Tom fell to his knees. “My Lord and my God!”
Jesus reached down to Tom and pulled him back to his feet.
Tom was still shaking, “I’m sorry... I’m so sorry.”
Jesus smiled slightly, “Because you have seen me, and touched my scars, you have believed…”
Jesus looked at David and continued, “Blessed are those who have not seen, and yet believe.”
David grinned, not only because Jesus had paid him the greatest compliment, but that Tom now believed. All this time in the past wasn’t for nothing. David felt relieved. He felt justified. He felt better then he ever had before. Tom believed.
David glanced at Sally, whose eyes were wet with tears. “Why are you crying?” he asked. “Can you understand what’s happening?”
“I can’t understand what’s being said, but I think I understand what’s happening...” Sally nodded at Jesus, “That man, he’s Jesus?”
David nodded.
“And you and Tom saw him die?”
David nodded again.
“And he’s alive again...and Tom believes in him now…”

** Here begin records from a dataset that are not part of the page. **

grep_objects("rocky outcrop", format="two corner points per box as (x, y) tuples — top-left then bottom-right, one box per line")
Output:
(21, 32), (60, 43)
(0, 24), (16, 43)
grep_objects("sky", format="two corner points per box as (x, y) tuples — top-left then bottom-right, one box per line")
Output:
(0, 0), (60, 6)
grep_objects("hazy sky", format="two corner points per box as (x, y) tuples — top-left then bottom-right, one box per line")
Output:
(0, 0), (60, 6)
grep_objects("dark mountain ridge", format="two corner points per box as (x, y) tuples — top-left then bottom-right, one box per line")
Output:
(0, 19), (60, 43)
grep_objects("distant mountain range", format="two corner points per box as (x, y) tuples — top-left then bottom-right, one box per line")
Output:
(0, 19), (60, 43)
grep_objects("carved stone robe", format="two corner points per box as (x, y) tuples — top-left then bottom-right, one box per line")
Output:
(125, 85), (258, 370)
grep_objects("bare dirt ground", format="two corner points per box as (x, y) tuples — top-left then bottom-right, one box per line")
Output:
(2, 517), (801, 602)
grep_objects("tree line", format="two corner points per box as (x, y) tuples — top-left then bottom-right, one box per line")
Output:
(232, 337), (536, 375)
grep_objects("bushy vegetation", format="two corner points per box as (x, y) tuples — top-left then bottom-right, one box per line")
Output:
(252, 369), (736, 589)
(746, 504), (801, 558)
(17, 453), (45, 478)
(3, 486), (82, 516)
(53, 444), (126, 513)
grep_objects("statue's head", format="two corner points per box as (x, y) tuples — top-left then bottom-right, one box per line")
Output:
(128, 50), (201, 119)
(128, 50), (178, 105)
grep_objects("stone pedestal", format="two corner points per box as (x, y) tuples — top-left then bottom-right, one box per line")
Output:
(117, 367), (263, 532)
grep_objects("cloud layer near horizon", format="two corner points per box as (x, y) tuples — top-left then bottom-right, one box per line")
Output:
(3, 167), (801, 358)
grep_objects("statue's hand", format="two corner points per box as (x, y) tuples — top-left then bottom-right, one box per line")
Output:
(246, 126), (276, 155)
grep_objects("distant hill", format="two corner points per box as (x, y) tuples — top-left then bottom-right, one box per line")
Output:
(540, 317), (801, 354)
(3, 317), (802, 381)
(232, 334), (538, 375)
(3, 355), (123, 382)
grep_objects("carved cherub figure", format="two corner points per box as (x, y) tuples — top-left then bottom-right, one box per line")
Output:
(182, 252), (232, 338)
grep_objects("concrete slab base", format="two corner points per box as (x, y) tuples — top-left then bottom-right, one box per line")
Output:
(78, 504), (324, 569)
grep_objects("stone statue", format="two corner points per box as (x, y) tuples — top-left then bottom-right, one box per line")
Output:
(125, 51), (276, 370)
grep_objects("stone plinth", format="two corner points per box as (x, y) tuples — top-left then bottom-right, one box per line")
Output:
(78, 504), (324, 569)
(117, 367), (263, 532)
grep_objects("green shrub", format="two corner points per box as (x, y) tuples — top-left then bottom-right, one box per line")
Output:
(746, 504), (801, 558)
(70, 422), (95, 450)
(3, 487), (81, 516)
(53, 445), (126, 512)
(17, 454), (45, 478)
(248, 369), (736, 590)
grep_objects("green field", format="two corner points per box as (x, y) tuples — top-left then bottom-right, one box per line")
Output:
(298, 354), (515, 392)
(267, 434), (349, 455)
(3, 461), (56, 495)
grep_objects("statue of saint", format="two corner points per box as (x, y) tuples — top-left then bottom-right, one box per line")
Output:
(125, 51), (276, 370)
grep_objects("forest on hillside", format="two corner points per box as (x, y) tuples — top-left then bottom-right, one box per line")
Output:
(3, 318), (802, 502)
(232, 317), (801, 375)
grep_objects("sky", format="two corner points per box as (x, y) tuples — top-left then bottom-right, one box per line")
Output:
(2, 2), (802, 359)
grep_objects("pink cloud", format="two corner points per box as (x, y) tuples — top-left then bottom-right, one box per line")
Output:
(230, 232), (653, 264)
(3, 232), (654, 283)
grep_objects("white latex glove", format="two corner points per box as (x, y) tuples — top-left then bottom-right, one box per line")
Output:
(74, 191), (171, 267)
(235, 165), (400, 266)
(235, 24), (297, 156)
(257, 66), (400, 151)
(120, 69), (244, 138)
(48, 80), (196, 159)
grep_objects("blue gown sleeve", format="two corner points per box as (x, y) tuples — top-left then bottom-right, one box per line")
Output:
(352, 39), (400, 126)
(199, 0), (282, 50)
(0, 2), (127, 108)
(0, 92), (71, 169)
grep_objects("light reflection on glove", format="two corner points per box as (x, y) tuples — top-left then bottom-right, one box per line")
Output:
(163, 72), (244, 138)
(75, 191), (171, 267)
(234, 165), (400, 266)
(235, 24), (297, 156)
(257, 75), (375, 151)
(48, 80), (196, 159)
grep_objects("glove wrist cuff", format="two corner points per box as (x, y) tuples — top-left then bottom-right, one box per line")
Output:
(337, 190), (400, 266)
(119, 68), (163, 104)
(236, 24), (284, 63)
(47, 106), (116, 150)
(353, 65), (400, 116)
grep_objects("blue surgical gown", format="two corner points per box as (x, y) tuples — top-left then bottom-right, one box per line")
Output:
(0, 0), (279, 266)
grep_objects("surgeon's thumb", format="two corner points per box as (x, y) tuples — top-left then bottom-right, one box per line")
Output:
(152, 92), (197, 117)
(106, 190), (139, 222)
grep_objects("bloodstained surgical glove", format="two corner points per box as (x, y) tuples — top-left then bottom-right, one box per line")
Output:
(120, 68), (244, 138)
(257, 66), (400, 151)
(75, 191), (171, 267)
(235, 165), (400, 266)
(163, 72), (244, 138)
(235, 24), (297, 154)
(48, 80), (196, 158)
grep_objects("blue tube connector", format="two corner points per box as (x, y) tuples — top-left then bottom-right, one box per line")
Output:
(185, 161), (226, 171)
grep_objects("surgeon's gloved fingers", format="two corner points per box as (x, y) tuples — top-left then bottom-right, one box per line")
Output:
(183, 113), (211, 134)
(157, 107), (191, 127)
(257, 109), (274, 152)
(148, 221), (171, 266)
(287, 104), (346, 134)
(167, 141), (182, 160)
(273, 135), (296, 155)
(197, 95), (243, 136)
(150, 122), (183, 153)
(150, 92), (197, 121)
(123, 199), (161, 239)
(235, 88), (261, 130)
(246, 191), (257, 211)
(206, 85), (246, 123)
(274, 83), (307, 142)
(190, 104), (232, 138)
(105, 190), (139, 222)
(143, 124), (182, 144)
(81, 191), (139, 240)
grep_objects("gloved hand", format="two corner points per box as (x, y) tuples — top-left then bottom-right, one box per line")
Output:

David nodded a third time followed by a laugh.
“But how... It doesn’t make sense. It’s not possible.”
Jesus diverted his attention to Sally. He walked to her, face to face, took both of her shoulders and smiled. “Sally, before there was time, I was; in me all things are possible.”
“Come Didymus, we have much to talk about,” Jesus said, as he turned and walked back to Tom.
Jesus practically had to carry Tom out of the home, but they managed to exit through the front door.
Sally watched them leave and then looked at David. Her jaw was slack. “David... He spoke to me in perfect English...”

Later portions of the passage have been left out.